On the basis of the observations summarized above, we propose a “3-step subdomain folding model” of production of nascent subunits that divides the process into steps that recur within the 5′-ETS domain, as well as the pre-40S and pre-LSU domains. These steps are nucleation, recruitment, and consolidation (Fig. 5, a and b). This model is distinct from suggestions that AFs are uniformly distributed along rRNA or that rRNP formation is initiated at only a pair of sites, one corresponding to each subunit. Key evidence that multiple rRNPs can form separately within the 5′-ETS domain, as well as the pre-40S and pre-LSU domains comes from the in vivo observation that when single subdomains or 3′-truncated rRNAs are expressed in vivo they recruit distinct groups of AFs. Moreover, as described below, subdomain folding is detected by cryo-EM examination. It is conventional to distinguish 4 subdomains within the pre-40S segment and 6 subdomains within the pre-LSU segment (Perez-Fernandez et al. 2007; Chaker-Margot et al. 2015; Zhang et al. 2016; Chen et al. 2017; Hunziker et al. 2019).

Fig. 5.

Fig. 5.

Distributions of AFs—models. a) Isoelectric balance. The nascent rRNA recruits basic proteins to its successive domains. Such proteins then attract less basic AFs. These AFs, in turn, preferentially bind basic ribosomal proteins, while other ribosomal proteins bind directly to rRNA. The layered model incorporates these observations, suggesting that they reflect a widespread tendency. There is however no reason to expect that intermediates are organized as concentric spheres. b) Sequential nucleation, recruitment and consolidation of AFs from a shared reservoir. From left-to-right: initiator RNA-associated proteins (blue, a, b, c, etc.) bind successive sites along transcripts, latent AFs (multicolored) are recruited to the initiators from the shared reservoir throughout the nucleolus, the resulting rRNPs then consolidate into composite units resembling those of Fig. 1e. This sequence of events is depicted in association with the inner layer, as is appropriate for pre-40S intermediates.

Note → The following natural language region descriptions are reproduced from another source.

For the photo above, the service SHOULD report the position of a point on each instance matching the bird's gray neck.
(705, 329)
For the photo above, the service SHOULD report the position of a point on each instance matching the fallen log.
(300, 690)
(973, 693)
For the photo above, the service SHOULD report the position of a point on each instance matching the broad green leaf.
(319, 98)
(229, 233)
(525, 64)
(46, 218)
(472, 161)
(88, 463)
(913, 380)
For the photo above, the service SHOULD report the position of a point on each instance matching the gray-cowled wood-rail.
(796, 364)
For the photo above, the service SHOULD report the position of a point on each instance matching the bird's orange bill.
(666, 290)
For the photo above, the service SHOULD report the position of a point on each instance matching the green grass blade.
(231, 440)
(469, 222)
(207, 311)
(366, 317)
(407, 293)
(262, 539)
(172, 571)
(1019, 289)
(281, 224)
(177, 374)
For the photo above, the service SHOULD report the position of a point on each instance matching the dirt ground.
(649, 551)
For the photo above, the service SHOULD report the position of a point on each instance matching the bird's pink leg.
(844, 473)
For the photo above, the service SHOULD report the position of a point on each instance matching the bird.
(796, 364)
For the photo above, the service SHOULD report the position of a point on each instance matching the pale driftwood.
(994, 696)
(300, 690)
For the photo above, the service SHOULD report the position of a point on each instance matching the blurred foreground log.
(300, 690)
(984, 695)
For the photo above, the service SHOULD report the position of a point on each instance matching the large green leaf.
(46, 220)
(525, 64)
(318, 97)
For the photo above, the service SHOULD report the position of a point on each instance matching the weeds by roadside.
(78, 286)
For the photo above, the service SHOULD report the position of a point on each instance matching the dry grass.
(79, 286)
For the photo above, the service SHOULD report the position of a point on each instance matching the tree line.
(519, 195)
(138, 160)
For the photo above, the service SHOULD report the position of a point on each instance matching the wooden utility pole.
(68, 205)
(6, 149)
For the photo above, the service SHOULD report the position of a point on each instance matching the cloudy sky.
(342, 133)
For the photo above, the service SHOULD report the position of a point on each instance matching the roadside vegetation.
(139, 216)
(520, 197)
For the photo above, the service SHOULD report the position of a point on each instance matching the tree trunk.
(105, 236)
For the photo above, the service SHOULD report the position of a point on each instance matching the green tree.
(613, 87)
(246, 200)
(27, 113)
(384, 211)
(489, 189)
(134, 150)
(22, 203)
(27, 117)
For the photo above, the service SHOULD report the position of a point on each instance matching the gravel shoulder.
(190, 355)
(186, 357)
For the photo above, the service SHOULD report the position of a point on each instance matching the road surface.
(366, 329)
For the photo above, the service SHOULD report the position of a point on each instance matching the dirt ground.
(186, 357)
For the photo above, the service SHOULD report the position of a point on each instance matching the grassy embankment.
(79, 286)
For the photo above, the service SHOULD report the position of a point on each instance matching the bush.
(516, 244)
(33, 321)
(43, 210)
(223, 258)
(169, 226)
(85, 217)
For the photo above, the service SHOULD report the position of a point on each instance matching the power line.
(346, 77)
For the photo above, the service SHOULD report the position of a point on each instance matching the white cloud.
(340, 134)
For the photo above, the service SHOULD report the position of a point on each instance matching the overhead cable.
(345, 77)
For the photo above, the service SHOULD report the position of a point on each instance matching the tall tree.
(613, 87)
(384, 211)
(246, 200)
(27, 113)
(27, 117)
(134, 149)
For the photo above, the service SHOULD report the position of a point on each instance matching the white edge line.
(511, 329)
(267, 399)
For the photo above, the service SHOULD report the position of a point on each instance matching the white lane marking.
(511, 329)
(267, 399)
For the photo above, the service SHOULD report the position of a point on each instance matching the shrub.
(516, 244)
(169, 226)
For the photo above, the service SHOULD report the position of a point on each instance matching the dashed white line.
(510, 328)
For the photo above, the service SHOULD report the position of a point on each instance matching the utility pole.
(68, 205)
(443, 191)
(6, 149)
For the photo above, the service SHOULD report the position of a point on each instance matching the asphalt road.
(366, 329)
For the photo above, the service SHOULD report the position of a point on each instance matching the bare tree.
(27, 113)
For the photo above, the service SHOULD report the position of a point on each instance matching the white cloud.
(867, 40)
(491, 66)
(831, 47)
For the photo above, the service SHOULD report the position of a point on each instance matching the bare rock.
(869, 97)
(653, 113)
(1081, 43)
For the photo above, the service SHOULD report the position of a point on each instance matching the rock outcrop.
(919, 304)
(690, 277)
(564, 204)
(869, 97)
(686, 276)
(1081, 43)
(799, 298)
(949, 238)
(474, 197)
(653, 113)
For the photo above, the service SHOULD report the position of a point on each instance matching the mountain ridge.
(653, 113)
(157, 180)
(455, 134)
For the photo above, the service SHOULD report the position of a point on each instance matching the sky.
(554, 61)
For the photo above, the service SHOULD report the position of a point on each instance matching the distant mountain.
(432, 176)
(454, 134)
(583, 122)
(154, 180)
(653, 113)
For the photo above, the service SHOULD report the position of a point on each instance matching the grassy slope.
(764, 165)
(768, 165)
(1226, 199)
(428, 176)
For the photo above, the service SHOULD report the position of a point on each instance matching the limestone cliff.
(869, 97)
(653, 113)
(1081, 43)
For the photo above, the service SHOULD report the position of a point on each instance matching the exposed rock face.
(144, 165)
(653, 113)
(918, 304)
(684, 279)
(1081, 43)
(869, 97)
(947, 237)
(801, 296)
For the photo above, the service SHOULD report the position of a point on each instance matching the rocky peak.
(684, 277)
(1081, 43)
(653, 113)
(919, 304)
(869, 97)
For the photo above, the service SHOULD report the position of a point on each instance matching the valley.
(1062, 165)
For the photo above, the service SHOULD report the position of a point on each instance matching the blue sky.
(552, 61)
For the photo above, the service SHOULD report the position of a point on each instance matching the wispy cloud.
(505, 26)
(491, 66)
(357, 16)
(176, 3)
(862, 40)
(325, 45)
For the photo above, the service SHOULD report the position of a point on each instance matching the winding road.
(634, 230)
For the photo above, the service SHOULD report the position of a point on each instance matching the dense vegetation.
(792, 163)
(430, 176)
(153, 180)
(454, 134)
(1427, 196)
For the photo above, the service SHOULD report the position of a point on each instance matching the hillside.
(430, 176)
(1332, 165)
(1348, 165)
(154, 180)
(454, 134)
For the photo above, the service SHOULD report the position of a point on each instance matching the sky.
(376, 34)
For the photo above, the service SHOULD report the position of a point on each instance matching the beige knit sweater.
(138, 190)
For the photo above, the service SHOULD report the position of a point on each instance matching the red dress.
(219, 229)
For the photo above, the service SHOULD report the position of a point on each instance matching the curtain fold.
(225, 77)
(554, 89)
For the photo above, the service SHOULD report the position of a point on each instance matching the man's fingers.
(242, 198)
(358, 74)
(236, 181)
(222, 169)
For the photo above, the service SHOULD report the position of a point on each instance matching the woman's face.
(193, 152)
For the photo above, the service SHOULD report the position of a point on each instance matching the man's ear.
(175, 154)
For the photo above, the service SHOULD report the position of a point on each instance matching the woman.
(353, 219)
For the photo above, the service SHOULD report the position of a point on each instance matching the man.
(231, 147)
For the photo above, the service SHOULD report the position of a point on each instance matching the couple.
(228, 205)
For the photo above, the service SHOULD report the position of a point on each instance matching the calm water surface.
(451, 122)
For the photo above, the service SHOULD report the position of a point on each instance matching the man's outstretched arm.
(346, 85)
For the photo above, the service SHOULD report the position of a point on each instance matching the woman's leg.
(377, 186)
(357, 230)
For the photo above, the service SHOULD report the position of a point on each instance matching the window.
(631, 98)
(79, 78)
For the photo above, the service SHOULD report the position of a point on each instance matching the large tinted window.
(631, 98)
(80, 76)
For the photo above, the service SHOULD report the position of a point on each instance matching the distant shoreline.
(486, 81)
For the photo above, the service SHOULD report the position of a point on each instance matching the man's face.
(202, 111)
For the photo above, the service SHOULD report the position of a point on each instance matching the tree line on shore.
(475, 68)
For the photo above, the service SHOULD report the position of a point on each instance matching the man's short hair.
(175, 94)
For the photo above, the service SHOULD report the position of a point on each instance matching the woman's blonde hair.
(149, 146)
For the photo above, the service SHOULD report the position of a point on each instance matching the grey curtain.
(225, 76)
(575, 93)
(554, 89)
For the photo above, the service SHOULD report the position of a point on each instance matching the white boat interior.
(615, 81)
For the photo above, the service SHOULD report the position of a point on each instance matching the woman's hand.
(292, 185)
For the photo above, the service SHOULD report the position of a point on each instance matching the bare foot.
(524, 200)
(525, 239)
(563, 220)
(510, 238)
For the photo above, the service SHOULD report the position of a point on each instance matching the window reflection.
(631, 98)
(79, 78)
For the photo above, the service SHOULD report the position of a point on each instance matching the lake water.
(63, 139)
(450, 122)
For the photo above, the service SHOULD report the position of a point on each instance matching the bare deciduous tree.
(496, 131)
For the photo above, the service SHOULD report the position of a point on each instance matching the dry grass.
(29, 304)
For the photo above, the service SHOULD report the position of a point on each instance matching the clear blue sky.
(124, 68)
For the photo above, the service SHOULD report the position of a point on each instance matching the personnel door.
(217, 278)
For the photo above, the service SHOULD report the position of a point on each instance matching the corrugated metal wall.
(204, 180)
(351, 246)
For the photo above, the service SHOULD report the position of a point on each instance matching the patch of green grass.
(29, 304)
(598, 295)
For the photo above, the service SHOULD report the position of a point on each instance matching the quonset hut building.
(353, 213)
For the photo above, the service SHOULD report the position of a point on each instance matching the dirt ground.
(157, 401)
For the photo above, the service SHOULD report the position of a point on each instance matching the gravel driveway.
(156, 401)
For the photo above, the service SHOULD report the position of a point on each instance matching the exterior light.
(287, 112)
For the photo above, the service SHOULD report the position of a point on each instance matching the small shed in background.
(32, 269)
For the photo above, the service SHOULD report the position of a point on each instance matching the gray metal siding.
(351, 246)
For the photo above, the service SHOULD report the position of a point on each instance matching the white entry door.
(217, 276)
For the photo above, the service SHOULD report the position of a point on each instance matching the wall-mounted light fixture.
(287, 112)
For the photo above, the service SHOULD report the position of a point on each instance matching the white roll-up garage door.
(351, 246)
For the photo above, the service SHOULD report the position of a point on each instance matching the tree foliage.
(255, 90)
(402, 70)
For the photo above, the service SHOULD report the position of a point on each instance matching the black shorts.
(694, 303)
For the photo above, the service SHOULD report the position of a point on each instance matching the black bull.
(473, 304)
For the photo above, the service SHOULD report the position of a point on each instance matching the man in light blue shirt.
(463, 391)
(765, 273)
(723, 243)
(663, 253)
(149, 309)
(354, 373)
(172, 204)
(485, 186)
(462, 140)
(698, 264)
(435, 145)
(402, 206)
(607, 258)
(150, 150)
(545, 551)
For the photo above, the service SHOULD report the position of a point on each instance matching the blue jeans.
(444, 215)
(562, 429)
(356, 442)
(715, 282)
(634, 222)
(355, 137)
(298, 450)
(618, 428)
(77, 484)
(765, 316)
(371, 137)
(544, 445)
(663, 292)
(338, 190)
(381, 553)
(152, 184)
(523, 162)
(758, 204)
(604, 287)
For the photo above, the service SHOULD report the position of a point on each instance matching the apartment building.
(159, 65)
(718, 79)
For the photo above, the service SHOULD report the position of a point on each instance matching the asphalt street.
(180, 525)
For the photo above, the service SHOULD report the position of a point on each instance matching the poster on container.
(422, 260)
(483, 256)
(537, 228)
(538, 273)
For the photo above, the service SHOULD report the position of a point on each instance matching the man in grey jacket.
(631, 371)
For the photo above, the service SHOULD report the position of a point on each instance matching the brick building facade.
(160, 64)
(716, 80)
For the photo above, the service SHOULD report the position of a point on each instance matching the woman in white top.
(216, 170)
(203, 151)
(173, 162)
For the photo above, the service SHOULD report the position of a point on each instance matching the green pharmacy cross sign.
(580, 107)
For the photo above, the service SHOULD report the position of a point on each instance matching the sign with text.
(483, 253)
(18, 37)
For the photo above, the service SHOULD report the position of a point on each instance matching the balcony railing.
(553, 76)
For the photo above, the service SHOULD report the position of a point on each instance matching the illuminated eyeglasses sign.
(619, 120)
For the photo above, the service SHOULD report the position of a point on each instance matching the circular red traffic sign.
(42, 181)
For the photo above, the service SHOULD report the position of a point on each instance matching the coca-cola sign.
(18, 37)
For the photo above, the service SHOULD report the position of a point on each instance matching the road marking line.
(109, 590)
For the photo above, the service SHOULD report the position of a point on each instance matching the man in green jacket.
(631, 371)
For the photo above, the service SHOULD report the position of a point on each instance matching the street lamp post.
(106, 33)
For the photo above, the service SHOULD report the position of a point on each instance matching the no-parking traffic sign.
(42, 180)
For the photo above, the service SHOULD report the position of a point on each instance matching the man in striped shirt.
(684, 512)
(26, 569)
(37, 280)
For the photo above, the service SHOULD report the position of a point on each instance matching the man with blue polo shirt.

In this diagram, all AFs that bind a given initiator have the same shape and color. This is not intended to imply that they are chemically identical. In the reservoir, some AFs are monomers, while others (possibly the majority) are associated with other AFs.

Nucleation

As each subdomain of rRNA is transcribed, we propose that “packaging signals” emerge along their length and bind nucleator AFs to form primary rRNP complexes. At least a subset of these AFs (the SSU-In, LSU-F subsets) already reside in the inner layer, judging from our earlier studies. Nucleation events can be physically independent of each other, considering the classic observation that transcription of 5′-ETS/pre-40S and 5.8S/25S segments of rRNA from a pair of plasmids is sufficient to sustain growth, i.e. no continuity is required between the 3′ end of the pre-40S segment and the 5′ end of the 5.8S segment (Liang and Fournier 1997). Independent nucleation also provides a simple basis for understanding that many lesions that impair assembly of SSUs allow production of LSUs to continue (and vice versa). Nucleation sites may include those that can be linked to RNA polymerase A (Turowski et al. 2020; Azouzi et al. 2021) and/or sites that associate with the DExD/H-box protein, Prp43 (Bohnsack et al. 2009). Genesis of ribosomal subunits seems analogous to encapsidation of the genomes of many RNA viruses in which “packaging signals” interact with notably basic domains of viral capsid proteins, which in turn interact with more externally disposed proteins (e.g. Masters 2019; Wulan et al. 2015; Lakdawala et al. 2016; Labaronne et al. 2016; Kaddis Maldonado and Parent 2016).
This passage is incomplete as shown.